WARNING: Some may find the video featured in this story graphic

The suspect who allegedly smashed a wooden chair over the heads of two men in a brutal attack inside a Manhattan restaurant last month is speaking out for the first time through a blog.

"I was the victim. People don't realize that. People don't know that," Bayna El-Amin told a blogger in an interview published online earlier this week.

Surveillance video of the attack at Dallas BBQ on May 5 shows the two men head toward a front window as the attacker approaches them with the wooden chair. The attacker then flings the chair over his head, and a loud crack and screams can be heard as he smashes it on the victims' skulls.

"He was in a rage. It didn't even seem like he was present," said Isaam Sharef, the man who shot video of the brutal attack told NBC 4 New York. "I don't think anybody can watch the video and not be outraged by how horrible this was."

About a week later, police connected El-Amin, who they described as a "career criminal," to the attack at Dallas BBQ restaurant about a week later and said they were pursuing him even as they believed he fled the state. The nature of his previous convictions wasn't immediately known, and it wasn't clear if authorities had an inkling as to where he may have fled.

On May 31, a blogger named Waddie G published an interview with El-Amin on The G-List, described as a blog about the author's "love of urban pop, queer and social cultures." 

The blogger, who's openly sympathetic toward El-Amin, said he spoke to El-Amin with the support of El-Amin's attorney. El-Amin said he was advised from speaking publicly before then. 

El-Amin, described as an HIV/AIDS counselor and ballroom community leader who's lived in New York City for nine years, told the blogger he was leaving a charity event with friends the night of May 5 when they decided to go to Dallas BBQ. Inside the restaurant, they noticed two men arguing with each other, and the disturbance threatened to spill over to a nearby table where several women were seated, according to El-Amin.

"So I said, 'Hey guys! There are ladies here,'" El-Amin said. "I said it in a tone that was authoritative to get their attention. However, they continued."
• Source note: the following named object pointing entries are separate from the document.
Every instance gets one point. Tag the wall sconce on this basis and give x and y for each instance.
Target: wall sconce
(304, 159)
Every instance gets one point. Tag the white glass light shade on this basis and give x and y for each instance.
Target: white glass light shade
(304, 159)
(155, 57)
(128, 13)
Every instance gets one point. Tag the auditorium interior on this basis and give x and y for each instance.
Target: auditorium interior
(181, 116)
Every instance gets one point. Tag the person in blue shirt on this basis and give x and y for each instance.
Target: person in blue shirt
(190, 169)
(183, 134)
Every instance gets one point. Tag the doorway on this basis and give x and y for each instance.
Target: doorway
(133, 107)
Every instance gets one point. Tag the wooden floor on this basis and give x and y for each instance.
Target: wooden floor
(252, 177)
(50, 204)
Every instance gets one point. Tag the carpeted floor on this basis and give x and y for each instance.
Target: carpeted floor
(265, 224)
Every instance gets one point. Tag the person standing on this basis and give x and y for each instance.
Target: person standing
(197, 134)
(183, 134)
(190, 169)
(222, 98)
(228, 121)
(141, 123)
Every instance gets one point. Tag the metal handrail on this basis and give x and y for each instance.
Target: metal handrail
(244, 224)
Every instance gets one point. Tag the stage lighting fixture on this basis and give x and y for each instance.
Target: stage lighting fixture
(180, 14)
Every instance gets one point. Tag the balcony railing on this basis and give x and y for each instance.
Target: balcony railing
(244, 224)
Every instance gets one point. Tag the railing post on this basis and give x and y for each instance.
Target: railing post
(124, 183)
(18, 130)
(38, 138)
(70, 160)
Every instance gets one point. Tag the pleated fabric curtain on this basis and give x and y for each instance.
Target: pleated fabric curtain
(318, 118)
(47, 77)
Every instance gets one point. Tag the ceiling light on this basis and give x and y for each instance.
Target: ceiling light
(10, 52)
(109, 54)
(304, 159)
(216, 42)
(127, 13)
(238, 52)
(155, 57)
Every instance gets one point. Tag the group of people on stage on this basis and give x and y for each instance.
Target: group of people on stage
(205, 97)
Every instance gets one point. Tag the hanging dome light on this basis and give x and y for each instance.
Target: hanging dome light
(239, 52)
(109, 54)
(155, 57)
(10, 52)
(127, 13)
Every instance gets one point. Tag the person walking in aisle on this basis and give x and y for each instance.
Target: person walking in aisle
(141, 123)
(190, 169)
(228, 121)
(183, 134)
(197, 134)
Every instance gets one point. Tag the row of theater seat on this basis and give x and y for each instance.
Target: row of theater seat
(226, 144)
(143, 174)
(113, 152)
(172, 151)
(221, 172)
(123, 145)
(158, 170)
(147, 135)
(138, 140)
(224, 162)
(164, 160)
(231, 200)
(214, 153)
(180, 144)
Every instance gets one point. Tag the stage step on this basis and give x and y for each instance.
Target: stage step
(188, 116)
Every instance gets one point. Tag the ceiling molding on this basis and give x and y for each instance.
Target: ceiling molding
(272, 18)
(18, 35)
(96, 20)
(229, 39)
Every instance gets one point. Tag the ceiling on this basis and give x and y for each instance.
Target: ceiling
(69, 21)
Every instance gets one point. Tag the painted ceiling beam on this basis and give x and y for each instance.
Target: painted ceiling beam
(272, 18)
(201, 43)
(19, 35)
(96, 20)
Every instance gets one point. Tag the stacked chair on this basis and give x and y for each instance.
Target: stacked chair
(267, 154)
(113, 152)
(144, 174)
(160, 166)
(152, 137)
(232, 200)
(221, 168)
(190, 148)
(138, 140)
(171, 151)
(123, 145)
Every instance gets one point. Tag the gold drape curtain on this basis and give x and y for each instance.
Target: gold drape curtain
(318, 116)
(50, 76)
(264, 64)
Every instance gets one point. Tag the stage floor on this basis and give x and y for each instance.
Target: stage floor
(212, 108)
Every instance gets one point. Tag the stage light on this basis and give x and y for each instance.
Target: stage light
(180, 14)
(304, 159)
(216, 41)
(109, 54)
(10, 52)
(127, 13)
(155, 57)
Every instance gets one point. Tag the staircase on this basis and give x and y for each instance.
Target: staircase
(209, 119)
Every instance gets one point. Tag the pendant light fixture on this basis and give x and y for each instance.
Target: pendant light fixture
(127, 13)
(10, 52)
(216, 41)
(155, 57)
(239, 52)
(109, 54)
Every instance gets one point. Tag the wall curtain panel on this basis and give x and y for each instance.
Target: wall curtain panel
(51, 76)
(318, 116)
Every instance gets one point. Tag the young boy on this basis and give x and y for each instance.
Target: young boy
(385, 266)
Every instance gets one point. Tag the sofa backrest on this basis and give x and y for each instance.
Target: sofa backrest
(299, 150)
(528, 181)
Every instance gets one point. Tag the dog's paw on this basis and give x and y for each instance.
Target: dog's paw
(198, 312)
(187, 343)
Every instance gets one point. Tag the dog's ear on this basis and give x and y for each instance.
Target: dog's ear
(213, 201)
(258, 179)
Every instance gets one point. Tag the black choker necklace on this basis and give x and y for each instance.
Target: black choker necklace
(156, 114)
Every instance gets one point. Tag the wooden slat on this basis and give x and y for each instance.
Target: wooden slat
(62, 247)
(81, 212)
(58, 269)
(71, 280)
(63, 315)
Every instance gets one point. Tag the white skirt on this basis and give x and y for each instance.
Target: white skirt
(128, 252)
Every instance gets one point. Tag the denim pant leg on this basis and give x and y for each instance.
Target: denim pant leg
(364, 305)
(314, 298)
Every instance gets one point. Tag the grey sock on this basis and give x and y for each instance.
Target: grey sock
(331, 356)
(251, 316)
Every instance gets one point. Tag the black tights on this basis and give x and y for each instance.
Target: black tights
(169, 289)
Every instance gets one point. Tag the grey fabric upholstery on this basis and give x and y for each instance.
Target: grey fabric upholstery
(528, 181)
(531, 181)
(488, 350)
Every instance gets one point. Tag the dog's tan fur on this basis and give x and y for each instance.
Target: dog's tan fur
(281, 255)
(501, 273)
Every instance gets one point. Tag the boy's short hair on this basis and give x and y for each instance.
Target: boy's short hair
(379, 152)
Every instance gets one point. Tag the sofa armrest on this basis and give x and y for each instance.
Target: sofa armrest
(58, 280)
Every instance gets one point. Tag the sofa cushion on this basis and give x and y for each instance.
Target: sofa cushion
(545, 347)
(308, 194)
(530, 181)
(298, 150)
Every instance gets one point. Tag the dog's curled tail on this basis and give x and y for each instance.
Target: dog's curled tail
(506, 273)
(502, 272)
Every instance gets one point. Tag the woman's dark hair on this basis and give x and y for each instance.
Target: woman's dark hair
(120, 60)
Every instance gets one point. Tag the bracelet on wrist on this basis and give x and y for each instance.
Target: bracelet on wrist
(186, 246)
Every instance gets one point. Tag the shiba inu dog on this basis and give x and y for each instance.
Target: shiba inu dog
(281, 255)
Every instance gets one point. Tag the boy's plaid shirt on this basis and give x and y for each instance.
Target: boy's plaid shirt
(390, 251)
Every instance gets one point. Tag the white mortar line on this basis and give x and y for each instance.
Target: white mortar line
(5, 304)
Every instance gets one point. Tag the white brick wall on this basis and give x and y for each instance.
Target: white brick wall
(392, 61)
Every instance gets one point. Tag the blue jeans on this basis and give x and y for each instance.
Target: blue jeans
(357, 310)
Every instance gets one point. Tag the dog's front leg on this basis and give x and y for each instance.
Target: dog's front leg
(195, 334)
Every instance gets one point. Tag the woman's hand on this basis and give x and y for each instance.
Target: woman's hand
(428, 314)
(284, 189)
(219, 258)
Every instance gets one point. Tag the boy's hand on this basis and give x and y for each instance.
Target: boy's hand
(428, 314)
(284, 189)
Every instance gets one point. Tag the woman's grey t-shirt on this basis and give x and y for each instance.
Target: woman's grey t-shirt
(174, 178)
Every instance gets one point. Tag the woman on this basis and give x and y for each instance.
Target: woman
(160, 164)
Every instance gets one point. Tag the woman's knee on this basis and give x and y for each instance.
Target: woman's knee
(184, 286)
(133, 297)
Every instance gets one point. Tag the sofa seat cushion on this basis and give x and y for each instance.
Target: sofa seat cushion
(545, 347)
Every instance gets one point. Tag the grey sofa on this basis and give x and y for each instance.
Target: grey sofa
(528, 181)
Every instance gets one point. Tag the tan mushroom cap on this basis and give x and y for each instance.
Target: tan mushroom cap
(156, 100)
"Moments later, it appeared that Mr. Snipes (one of the two men) was going to leave the restaurant. But by standing at the door, he directed his attention toward me, walked toward me and said, 'And YOU calling us ladies!' And then he struck me. He struck me in the head with an object. I'm not sure what it was, but it felt like a heavy blunt object -- and it hurt," he said. 

El-Amin said he felt shocked and confused and that he had no idea why he'd been hit, but felt he needed to react quickly before he was hit again.

"So I immediately went at him. I got up toward him, and that's where you see the video started," he said. 

After the chair hit, one of the men lands in a seat and appears to be dazed by the impact; the other man appears to fall to the floor. The assailant, meanwhile, can be seen walking out of the restaurant.

El-Amin said there was no provocation on his part, and he never uttered any slur word at John Snipes, who first identified himself as one of the men attacked by El-Amin when video of the assault went public. 

"He definitely made false accusations and tried to put a crime on me that did not happen," El-Amin said of Snipes. 

He continued, "I'm 6'6" and roughly close to 300 pounds. Normally when someone sees me stand up, they're slightly intimidated. This guy was not... He didn't back down at all."

"My only thought was to facilitate an exit that they would not follow behind us because there was no one there to stop them from doing so -- or pull out a weapon out on us," he said. "There was a chair that's closest thing to me. That's why I threw it. I didn't look it as a way to maim him or use as a deadly force." 

Snipes had told DNAInfo and other media outlets that he and his boyfriend were attacked "specifically because they knew we weren't their type of people," and that El-Amin had directed racist and homophobic slurs at them.

El-Amin said of Snipes' statements: "What was said was line for line, word for word, a flat-out lie."

He added: "I can definitely confirm that I did not say anything that was directed towards his race or sexual orientation. As far as what he said, he may have said something [like a slur] to me, but I did not acknowledge that.

"I’ve been called a lot of things. And there is no way possible if you know me or my life, I could be called anywhere near a homophobe or anything like that. That is about the furthest thing from the truth about me.

"It is important to know that I didn’t have any thought about his sexuality or any thought about who they were, their color, gender, etc. That didn’t play any part whatsoever on MY end. I based my actions on the fact he assaulted me.”

El-Amin's whereabouts remain unknown, and it's not clear if he plans to turn himself in to police.